I keep trying to understand the movements of these ancient peoples. I guess I’d have to go back to school in Old Testament studies to really comprehend the places and names and how they correlate to today’s maps.  And yet, even with my limited knowledge, I enjoy making the small discoveries, like the meaning the place Isaac lived after Abraham’s death and its relationship to Hagar [Genesis 16:7].

Genesis 25:8-9a; 10b-11
Then Abraham breathed his last and died at a good old age, an old man and full of years; and he was gathered to his people.

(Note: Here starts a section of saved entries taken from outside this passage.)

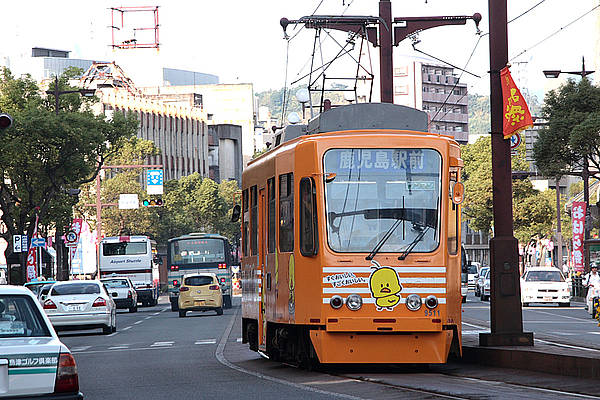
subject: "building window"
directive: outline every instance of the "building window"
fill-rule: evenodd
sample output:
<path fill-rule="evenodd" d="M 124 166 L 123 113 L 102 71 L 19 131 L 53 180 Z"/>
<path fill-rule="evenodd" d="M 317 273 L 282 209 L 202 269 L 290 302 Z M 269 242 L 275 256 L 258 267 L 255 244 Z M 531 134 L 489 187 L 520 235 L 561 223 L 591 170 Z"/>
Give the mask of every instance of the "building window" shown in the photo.
<path fill-rule="evenodd" d="M 408 85 L 394 86 L 394 94 L 408 94 Z"/>
<path fill-rule="evenodd" d="M 408 67 L 394 68 L 394 76 L 408 76 Z"/>
<path fill-rule="evenodd" d="M 314 256 L 319 249 L 317 236 L 317 193 L 313 178 L 300 181 L 300 253 Z"/>
<path fill-rule="evenodd" d="M 463 131 L 463 127 L 458 125 L 454 127 L 454 132 L 462 132 Z"/>
<path fill-rule="evenodd" d="M 256 185 L 250 188 L 250 250 L 258 254 L 258 194 Z"/>
<path fill-rule="evenodd" d="M 269 196 L 268 211 L 267 211 L 267 252 L 275 253 L 275 178 L 267 179 L 267 195 Z"/>
<path fill-rule="evenodd" d="M 279 250 L 294 250 L 294 174 L 279 175 Z"/>
<path fill-rule="evenodd" d="M 454 89 L 454 94 L 455 95 L 461 95 L 462 93 L 460 92 L 460 89 Z"/>

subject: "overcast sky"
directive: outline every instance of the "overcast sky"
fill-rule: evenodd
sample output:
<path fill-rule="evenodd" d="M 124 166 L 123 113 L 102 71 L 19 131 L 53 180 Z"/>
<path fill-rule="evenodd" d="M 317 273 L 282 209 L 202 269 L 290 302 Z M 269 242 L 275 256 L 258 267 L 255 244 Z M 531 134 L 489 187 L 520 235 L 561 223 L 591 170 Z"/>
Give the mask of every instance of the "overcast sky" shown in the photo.
<path fill-rule="evenodd" d="M 508 17 L 512 19 L 541 0 L 508 0 Z M 521 86 L 542 93 L 548 80 L 543 69 L 578 70 L 581 57 L 588 69 L 597 68 L 600 8 L 577 22 L 581 15 L 600 0 L 545 0 L 526 15 L 509 24 L 509 58 L 512 72 Z M 320 4 L 320 6 L 319 6 Z M 487 0 L 393 0 L 395 17 L 432 15 L 483 15 L 480 29 L 488 32 Z M 120 50 L 111 44 L 111 12 L 109 7 L 159 5 L 160 52 L 155 50 Z M 127 60 L 139 62 L 135 70 L 126 71 L 133 79 L 144 72 L 143 64 L 190 69 L 216 74 L 222 83 L 253 83 L 255 91 L 280 88 L 285 81 L 286 55 L 288 82 L 308 72 L 314 31 L 303 29 L 289 42 L 283 39 L 281 17 L 289 19 L 316 14 L 377 15 L 377 0 L 168 0 L 168 1 L 71 1 L 55 2 L 23 0 L 3 2 L 0 25 L 0 55 L 29 56 L 31 47 L 71 50 L 72 58 Z M 126 15 L 127 17 L 127 15 Z M 125 25 L 151 26 L 150 14 L 139 14 L 125 20 Z M 573 22 L 573 23 L 572 23 Z M 567 26 L 568 24 L 571 25 Z M 561 30 L 561 28 L 564 28 Z M 298 28 L 288 28 L 290 34 Z M 548 38 L 556 31 L 560 33 Z M 146 31 L 147 32 L 147 31 Z M 127 35 L 127 32 L 118 32 Z M 139 32 L 136 38 L 145 39 Z M 344 41 L 345 35 L 338 34 Z M 434 28 L 422 32 L 417 48 L 465 67 L 482 78 L 467 74 L 461 78 L 470 92 L 489 91 L 488 40 L 479 39 L 474 24 Z M 545 41 L 543 41 L 545 39 Z M 543 41 L 541 44 L 538 42 Z M 327 55 L 339 49 L 334 40 L 323 35 L 323 51 Z M 470 54 L 473 57 L 467 64 Z M 419 55 L 409 41 L 395 48 L 398 54 Z M 372 54 L 373 56 L 374 54 Z M 516 57 L 518 55 L 518 57 Z M 514 58 L 516 57 L 516 58 Z M 597 58 L 597 57 L 596 57 Z M 304 68 L 303 68 L 304 67 Z M 351 75 L 355 65 L 345 62 L 337 68 Z M 377 71 L 377 69 L 375 68 Z M 141 78 L 140 78 L 141 79 Z"/>

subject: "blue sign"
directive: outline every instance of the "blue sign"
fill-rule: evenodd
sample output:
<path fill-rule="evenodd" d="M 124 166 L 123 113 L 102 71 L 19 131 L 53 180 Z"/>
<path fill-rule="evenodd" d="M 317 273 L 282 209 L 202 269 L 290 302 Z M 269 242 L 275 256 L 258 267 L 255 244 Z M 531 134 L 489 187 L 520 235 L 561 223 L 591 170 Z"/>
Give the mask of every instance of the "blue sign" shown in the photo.
<path fill-rule="evenodd" d="M 148 186 L 162 186 L 163 184 L 163 170 L 162 169 L 149 169 L 146 177 L 146 184 Z"/>
<path fill-rule="evenodd" d="M 27 244 L 28 237 L 27 235 L 21 235 L 21 251 L 29 250 L 29 245 Z"/>
<path fill-rule="evenodd" d="M 44 239 L 44 238 L 31 239 L 31 247 L 46 247 L 46 239 Z"/>

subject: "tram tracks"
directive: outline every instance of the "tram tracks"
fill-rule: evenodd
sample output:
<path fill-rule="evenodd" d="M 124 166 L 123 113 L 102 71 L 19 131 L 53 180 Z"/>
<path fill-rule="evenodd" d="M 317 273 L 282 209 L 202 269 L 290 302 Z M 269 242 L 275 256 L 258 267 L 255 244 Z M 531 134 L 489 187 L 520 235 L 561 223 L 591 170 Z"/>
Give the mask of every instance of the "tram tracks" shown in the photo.
<path fill-rule="evenodd" d="M 317 370 L 319 374 L 329 377 L 325 380 L 309 379 L 304 382 L 298 382 L 295 377 L 292 381 L 289 377 L 276 377 L 270 374 L 260 372 L 257 369 L 248 369 L 240 365 L 234 364 L 227 360 L 225 357 L 225 347 L 228 344 L 229 336 L 233 329 L 236 320 L 239 318 L 240 309 L 238 308 L 235 314 L 231 317 L 229 324 L 221 336 L 215 356 L 217 360 L 238 372 L 255 376 L 262 380 L 271 381 L 300 389 L 315 395 L 323 395 L 330 398 L 341 398 L 341 399 L 366 399 L 366 398 L 378 398 L 381 399 L 380 395 L 375 395 L 376 392 L 384 391 L 387 395 L 391 395 L 389 398 L 407 398 L 407 399 L 494 399 L 494 398 L 505 398 L 507 396 L 512 398 L 545 398 L 545 399 L 598 399 L 600 400 L 600 394 L 585 394 L 576 393 L 569 390 L 559 390 L 548 387 L 541 387 L 536 385 L 528 385 L 516 382 L 506 382 L 503 380 L 485 379 L 481 377 L 473 376 L 458 376 L 458 373 L 450 373 L 444 371 L 429 371 L 427 368 L 421 368 L 416 373 L 410 373 L 407 371 L 407 367 L 390 366 L 391 370 L 388 369 L 387 373 L 381 373 L 381 371 L 387 367 L 375 366 L 372 369 L 365 367 L 358 368 L 356 372 L 348 372 L 348 368 L 343 368 L 344 371 L 336 372 L 335 368 L 329 371 Z M 263 357 L 267 358 L 263 355 Z M 286 364 L 290 367 L 298 368 L 295 365 Z M 352 369 L 352 368 L 350 368 Z M 368 371 L 368 372 L 367 372 Z M 409 372 L 409 374 L 407 374 Z M 336 380 L 337 379 L 337 380 Z M 407 383 L 408 380 L 408 383 Z M 328 385 L 329 388 L 333 388 L 336 385 L 343 386 L 344 383 L 354 382 L 356 384 L 375 385 L 376 388 L 369 390 L 360 390 L 349 393 L 343 393 L 338 391 L 323 390 L 315 387 L 314 385 Z M 437 383 L 436 383 L 437 382 Z M 389 391 L 392 390 L 393 393 Z M 600 390 L 599 390 L 600 393 Z M 388 398 L 384 396 L 383 398 Z"/>

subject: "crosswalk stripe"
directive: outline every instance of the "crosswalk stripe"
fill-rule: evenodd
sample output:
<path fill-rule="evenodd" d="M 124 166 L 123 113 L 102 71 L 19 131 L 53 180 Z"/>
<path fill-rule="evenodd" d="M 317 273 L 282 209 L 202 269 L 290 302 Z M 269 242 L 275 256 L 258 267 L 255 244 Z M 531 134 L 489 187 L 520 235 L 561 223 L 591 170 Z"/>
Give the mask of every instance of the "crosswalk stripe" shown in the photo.
<path fill-rule="evenodd" d="M 217 339 L 203 339 L 203 340 L 196 340 L 194 342 L 194 344 L 216 344 L 217 343 Z"/>
<path fill-rule="evenodd" d="M 86 351 L 87 349 L 89 349 L 92 346 L 78 346 L 78 347 L 72 347 L 71 351 Z"/>
<path fill-rule="evenodd" d="M 154 342 L 150 347 L 173 346 L 175 342 Z"/>

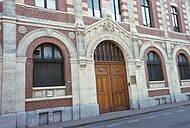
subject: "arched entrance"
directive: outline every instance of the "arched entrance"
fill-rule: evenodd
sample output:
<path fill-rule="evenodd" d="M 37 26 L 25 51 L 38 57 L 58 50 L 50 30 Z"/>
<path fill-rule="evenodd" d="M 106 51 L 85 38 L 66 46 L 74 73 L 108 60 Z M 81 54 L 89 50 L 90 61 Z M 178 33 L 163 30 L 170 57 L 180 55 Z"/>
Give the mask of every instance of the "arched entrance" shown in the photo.
<path fill-rule="evenodd" d="M 95 50 L 97 99 L 100 113 L 129 109 L 124 56 L 112 41 L 101 42 Z"/>

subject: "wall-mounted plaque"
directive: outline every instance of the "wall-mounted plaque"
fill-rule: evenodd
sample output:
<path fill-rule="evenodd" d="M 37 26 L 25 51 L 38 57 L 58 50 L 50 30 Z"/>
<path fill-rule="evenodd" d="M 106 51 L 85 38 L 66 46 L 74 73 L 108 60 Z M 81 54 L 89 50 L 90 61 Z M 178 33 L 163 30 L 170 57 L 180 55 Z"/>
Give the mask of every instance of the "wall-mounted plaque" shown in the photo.
<path fill-rule="evenodd" d="M 137 84 L 137 82 L 136 82 L 136 76 L 131 76 L 131 84 L 132 85 Z"/>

His sons Isaac and Ishmael buried him in the cave of Machpelah near Mamre . . . There Abraham was buried with his wife Sarah. After Abraham’s death, God blessed his son Isaac, who then lived near Beer Lahai Roi [Well of the Living One Seeing Me].

I’m assuming the name of this well was carried down by word of mouth because of Hagar. She saw God through the Angel who told her to return to Sarai, her mistress, and to believe in the future of her son, Ishmael.

Now, after all that Isaac had been through, both he and his half-brother, Ishmael, bury their father near the great trees of Mamre, and Isaac moves his household to this undoubtedly plush area near the river and the primary trade route between Egypt and the north. Isaac, too, wanted to be seen by God. I want to be seen by God too. Don’t we all?

Don’t we all want the intimacy of being seen, being known, being embraced by a loving God? This is, after all, the promise of Christ all along: despite it all, God sees you and accepts you . . . accepts me. Just so.

Come to the well and drink. Be seen. And, of course, once that “door” is open, I can see too. (Like the old refrain when having one’s picture taken in a crowd: if you can see the camera, the camera can see you.)

God is not looking through dense shrubs or hiding behind the clouds. God is within through the Holy Spirit. That is Well of the Living One Seeing Me. Right here.